Prove to converges $\int_0^{+\infty}\sin x^2dx$

Question

$$\int_0^{+\infty}\sin x^2dx$$

My work:

Let $x^2=t$. Then $\int_0^{+\infty}\sin x^2dx=\int_0^{+\infty}t\sin tdt$

Is it correct? How I will can finish it?

wolfram

Answer 1

This is a Fresnel integral.

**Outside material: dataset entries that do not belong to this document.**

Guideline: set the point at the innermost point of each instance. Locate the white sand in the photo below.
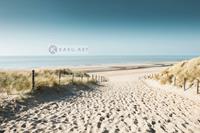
(127, 103)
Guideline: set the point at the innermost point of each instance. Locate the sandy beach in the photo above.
(126, 103)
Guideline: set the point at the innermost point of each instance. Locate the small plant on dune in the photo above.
(189, 70)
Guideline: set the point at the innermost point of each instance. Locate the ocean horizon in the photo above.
(20, 62)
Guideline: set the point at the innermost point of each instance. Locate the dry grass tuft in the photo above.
(189, 70)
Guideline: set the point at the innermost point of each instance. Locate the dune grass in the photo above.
(189, 70)
(12, 82)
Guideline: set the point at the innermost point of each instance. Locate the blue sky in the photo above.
(106, 27)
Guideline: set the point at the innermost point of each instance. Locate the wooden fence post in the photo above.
(197, 86)
(72, 77)
(184, 84)
(96, 78)
(174, 81)
(33, 79)
(88, 77)
(59, 76)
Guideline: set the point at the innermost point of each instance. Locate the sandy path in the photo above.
(124, 104)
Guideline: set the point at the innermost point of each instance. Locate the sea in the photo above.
(20, 62)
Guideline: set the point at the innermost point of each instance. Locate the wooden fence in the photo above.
(92, 77)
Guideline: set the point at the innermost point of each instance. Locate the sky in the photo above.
(105, 27)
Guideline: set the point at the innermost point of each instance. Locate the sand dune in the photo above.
(124, 104)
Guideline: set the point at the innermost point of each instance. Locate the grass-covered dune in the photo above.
(21, 81)
(188, 70)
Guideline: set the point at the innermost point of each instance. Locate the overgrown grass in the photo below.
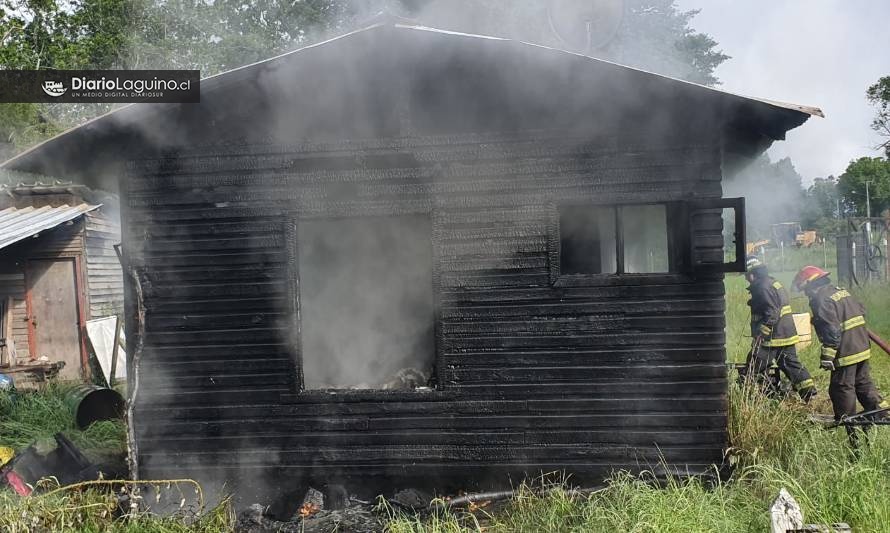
(773, 446)
(26, 417)
(97, 511)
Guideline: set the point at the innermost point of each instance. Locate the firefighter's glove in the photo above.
(827, 359)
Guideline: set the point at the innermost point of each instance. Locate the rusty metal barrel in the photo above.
(91, 403)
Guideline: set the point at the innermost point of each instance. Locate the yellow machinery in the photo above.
(805, 239)
(753, 247)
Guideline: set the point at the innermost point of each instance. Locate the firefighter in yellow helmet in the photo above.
(839, 321)
(773, 329)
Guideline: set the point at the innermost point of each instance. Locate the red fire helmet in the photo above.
(806, 275)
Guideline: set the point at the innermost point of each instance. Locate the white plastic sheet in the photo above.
(101, 333)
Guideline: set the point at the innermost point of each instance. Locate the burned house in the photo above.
(58, 269)
(409, 256)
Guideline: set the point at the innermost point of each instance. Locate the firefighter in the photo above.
(839, 321)
(773, 330)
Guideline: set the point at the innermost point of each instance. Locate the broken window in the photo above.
(587, 240)
(645, 238)
(366, 303)
(630, 239)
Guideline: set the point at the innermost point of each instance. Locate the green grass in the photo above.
(26, 417)
(772, 446)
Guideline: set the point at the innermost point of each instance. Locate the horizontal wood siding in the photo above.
(104, 275)
(533, 375)
(66, 240)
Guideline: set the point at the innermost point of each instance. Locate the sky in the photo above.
(823, 53)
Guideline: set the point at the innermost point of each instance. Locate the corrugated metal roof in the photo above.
(18, 224)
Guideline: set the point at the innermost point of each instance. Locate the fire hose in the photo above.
(879, 341)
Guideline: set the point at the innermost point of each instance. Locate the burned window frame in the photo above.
(294, 338)
(676, 224)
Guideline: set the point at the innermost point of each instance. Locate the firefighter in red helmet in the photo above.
(773, 329)
(839, 321)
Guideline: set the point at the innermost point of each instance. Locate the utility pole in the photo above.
(867, 213)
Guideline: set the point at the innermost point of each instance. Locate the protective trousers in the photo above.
(786, 359)
(851, 383)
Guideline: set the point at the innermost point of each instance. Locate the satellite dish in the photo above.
(585, 25)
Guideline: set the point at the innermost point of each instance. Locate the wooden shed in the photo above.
(58, 269)
(407, 257)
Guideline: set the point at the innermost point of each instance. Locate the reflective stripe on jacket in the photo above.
(839, 321)
(771, 311)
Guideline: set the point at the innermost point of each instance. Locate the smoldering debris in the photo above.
(334, 510)
(359, 517)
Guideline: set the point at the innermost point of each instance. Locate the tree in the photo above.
(879, 96)
(851, 186)
(821, 209)
(773, 194)
(218, 35)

It equals to $\sqrt{\frac{\pi}{8}}$.

$\int_{0}^{+\infty}\sin(x^2)dx = \int_{0}^{1}\sin(x^2)dx + \int_{1}^{+\infty}\sin(x^2)dx$.

The first integral is obviously bounded.

The second integral can be rewritten (as pointed out above in the comments) as

$\int_{1}^{+\infty}\sin(x^2)dx = \left|\begin{array}{c} x^2 = t \Rightarrow 2xdx = dt \\ dx = \frac{dt}{2x} = \frac{dt}{2\sqrt{t}}\end{array}\right| = \int_{1}^{+\infty}\sin(t)\frac{1}{2\sqrt{t}}dt$.

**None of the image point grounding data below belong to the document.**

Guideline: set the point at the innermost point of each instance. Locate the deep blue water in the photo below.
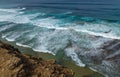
(73, 27)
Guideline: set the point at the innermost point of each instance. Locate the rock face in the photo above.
(15, 64)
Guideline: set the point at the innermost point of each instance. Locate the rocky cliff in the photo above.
(15, 64)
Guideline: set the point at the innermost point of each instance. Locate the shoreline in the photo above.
(62, 60)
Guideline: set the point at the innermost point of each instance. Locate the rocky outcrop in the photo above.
(15, 64)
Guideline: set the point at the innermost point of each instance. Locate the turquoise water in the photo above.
(78, 29)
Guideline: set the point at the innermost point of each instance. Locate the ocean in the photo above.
(79, 29)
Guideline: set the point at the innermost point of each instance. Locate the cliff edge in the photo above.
(15, 64)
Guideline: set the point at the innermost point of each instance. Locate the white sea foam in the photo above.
(19, 44)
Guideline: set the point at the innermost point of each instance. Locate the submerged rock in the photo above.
(15, 64)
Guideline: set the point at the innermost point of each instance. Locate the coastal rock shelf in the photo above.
(15, 64)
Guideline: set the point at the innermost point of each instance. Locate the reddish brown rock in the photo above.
(15, 64)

The latter integral converges according to Dirichlet's test:

Let us consider the following integral $\int_a^{+\infty}f(t)g(t)dt$.

In our case,

• $a = 1$,
• $f(t) = \sin(t)$,
• $g(t) = \frac{1}{2\sqrt{t}}$.

1) If the integral of a function $f(t)$ is uniformly bounded over all intervals within $[a, +\infty)$. (TRUE)

2) If $g(t)$ is a monotonically decreasing non-negative function. (TRUE)

Then the integral $\int_a^{+\infty}f(t)g(t)dt$ is a convergent improper integral.